Although defenders of religion like to portray faith as a source of peace and fellowship, and condemn those who commit atrocities in its name as untrue believers, the daily news media show how far this is from being invariably true. In fact, the relentless drip of bad news about religion-prompted violence in the world shows that the more zealous people are in their religious beliefs, the more likely they are to behave in non-rational, antisocial or violent ways.

The cold-blooded public murder of soldier Lee Rigby in Woolwich this week is an example. Murders are committed for a variety of reasons, but one thing they have in common is that those who commit them have to be in an abnormal state of mind. From rage or jealousy, through the cold psychopathology of the professional hitman, to the soldier who must be rigorously schooled and disciplined so that he can kill other human beings in defined circumstances, a difference to the normal mindset is required. One potent way of achieving the required mindset is religious zealotry.

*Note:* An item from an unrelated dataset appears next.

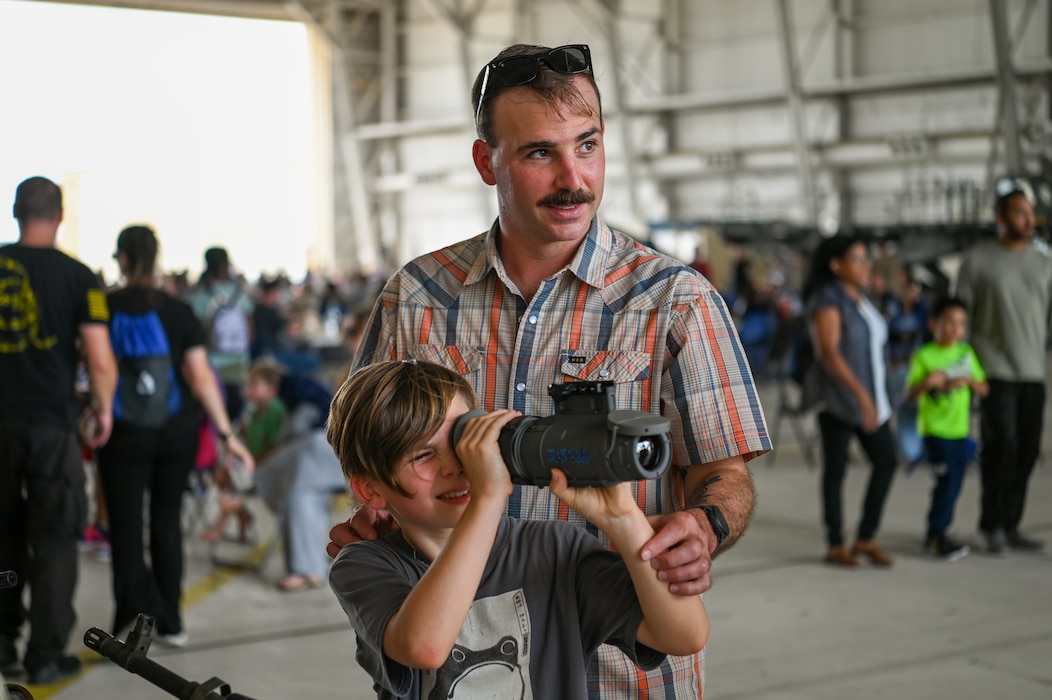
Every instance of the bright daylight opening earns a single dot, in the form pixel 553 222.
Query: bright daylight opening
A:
pixel 207 128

Belief in supernatural beings, miracles and the fantastical tales told in ancient scriptures is, at least, irrational and, at worst, pathological. Themore earnest the belief, therefore, the less sane is it likely to be in its application to the real world. At the extreme, it not only prompts but also – from their own perspective – justifies believers in what they do. Unnatural lifestyles, self-harm, ritualistic repetitive behaviours, fantasy beliefs and the like – all of them the norm for religiously committed folk – might be harmless to others in most cases, but when they become annexed to hostility to others outside the faith, or to apostates within it, the result is dangerous.